Adrian Newey and the bar-headed goose

The April edition of Motorsport Magazine contains a fabulous F1 season preview from Mark Hughes, which includes the news that Adrian Newey has recently been taking a break in the Himalayas.

Now, whilst it's likely that the principal purpose of this expedition was to enlighten the Dalai Lama on the importance of using large-eddy simulation to understand the interaction of brake-duct winglets with the spat vortex, it's also possible that Adrian was drawn by the legendary bi-annual migration of the bar-headed goose.

 

These birds are amongst the highest-flying in the world, and travel across the Himalayas in a single day. William Bryant Logan claims in Air: Restless Shaper of the World (2012), that "the bar-headed goose has been recorded at altitudes of over thirty-three thousand feet. This is the altitude where your pilot remarks that the outside temperature is 40 degrees below zero, where the great fast-flowing rivers of the jet streams set weather systems spinning. The air here contains only one-fifth of the oxygen near sea-level, where the goose winters in lowland India wetlands and marshes.

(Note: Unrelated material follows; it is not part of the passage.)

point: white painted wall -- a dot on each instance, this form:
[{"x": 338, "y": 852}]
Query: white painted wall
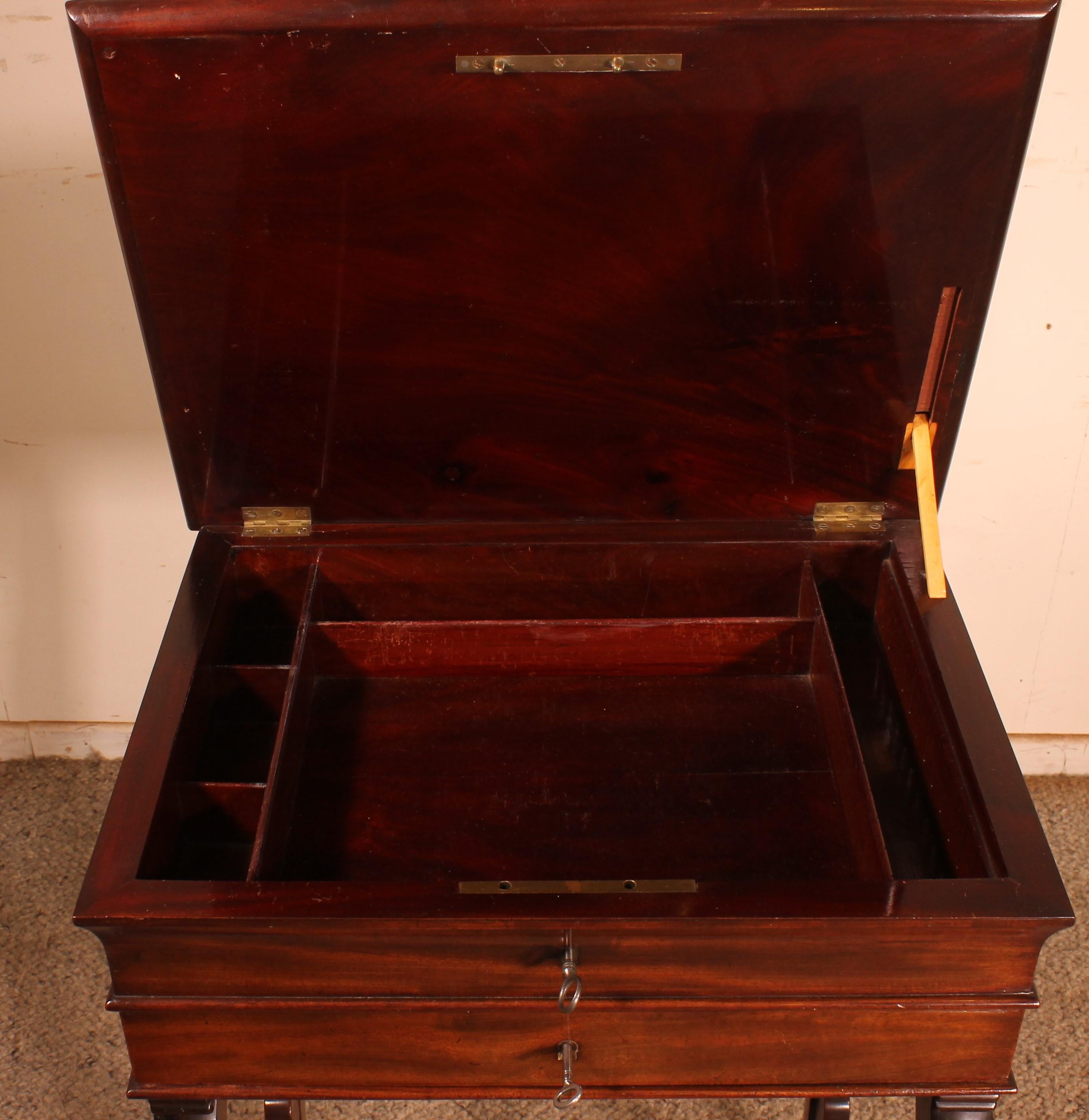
[{"x": 93, "y": 542}]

Yet in the space of a few hours the bird can fly from the wetlands to the top of the high peaks and then out onto the world's largest high plateau. There are lower passes through the mountains, but the goose does not take them. It may even preferentially go higher."

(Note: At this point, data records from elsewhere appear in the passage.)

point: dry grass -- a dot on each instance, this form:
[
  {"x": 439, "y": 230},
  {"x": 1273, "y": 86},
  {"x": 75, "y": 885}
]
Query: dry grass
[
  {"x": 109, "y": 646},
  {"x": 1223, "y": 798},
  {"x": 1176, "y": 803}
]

However, it seems that some of the claims made for the bar-headed goose lack empirical support. Research led by Bangor University tracked the bar-headed geese with GPS as they migrated over the Himalayas, and reached the following conclusion in 2011:

"Data reveal that they do not normally fly higher than 6,300 m elevation, flying through the Himalayan passes rather than over the peaks of the mountains...It has also been long believed that bar-headed geese use jet stream tail winds to facilitate their flight across the Himalaya. Surprisingly, latest research has shown that despite the prevalence of predictable tail winds that blow up the Himalayas (in the same direction of travel as the geese), bar-headed geese spurn the winds, waiting for them to die down overnight, when they then undertake the greatest rates of climbing flight ever recorded for a bird, and sustain these climbs rates for hours on end."

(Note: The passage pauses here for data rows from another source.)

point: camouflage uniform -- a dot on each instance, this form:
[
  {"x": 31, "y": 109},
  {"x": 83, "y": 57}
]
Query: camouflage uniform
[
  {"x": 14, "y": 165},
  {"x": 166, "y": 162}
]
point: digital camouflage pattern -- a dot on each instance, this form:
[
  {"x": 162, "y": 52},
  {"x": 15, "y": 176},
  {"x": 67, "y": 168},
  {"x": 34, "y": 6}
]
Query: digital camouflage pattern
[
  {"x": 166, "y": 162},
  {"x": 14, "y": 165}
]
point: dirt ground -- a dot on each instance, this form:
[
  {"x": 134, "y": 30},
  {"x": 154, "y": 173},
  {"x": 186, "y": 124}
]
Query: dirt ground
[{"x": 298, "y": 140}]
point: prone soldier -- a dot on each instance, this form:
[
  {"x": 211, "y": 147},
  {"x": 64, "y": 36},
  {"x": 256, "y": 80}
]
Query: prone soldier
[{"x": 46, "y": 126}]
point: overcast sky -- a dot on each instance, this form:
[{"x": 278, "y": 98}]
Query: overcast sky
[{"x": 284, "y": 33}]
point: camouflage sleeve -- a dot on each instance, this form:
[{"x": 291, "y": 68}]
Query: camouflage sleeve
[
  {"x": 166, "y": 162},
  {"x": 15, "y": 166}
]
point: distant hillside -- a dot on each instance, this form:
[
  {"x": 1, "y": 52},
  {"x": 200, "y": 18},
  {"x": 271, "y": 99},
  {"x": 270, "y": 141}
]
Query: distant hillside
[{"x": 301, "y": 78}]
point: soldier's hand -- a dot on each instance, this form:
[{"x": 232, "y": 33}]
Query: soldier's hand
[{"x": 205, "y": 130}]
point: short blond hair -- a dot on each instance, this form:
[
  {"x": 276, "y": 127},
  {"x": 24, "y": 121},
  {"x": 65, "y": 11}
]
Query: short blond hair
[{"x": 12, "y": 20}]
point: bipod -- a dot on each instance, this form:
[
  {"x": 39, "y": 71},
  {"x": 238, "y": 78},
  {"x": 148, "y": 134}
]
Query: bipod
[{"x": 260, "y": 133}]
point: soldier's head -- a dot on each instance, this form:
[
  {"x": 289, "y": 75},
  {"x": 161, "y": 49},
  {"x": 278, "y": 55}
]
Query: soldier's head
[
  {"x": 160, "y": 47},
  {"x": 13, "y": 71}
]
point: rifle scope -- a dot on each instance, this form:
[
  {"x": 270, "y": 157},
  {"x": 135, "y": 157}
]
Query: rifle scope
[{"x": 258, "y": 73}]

A more recent iteration of the research, The roller-coaster flight strategy of bar-headed geese conserves energy during Himalayan migration, (Science, 2015), suggests that the geese "opt repeatedly to shed hard-won altitude only subsequently to regain height later in the same flight. An example of this tactic can be seen in a 15.2-hour section of a 17-hour flight in which, after an initial climb to 3200 m, the goose followed an undulating profile involving a total ascent of 6340 m with a total descent of 4950 m for a net altitude gain of only 1390 m. Revealingly, calculations show that steadily ascending in a straight line would have increased the journey cost by around 8%. As even horizontal flapping flight is relatively expensive, the increase in energy consumption due to occasional climbs is not as important as the effect of reducing the general costs of flying by seeking higher-density air at lower altitudes.

"When traversing mountainous areas, a terrain tracking strategy or flying in the cool of the night can reduce the cost of flight in bar-headed geese through exposure to higher air density. Ground-hugging flight may also confer additional advantages including maximizing the potential of any available updrafts of air, reduced exposure to crosswinds and headwinds, greater safety through improved ground visibility, and increased landing opportunities. The atmospheric challenges encountered at the very highest altitudes, coupled with the need for near-maximal physical performance in such conditions, likely explains why bar-headed geese rarely fly close to their altitude ceiling, typically remaining below 6000 m."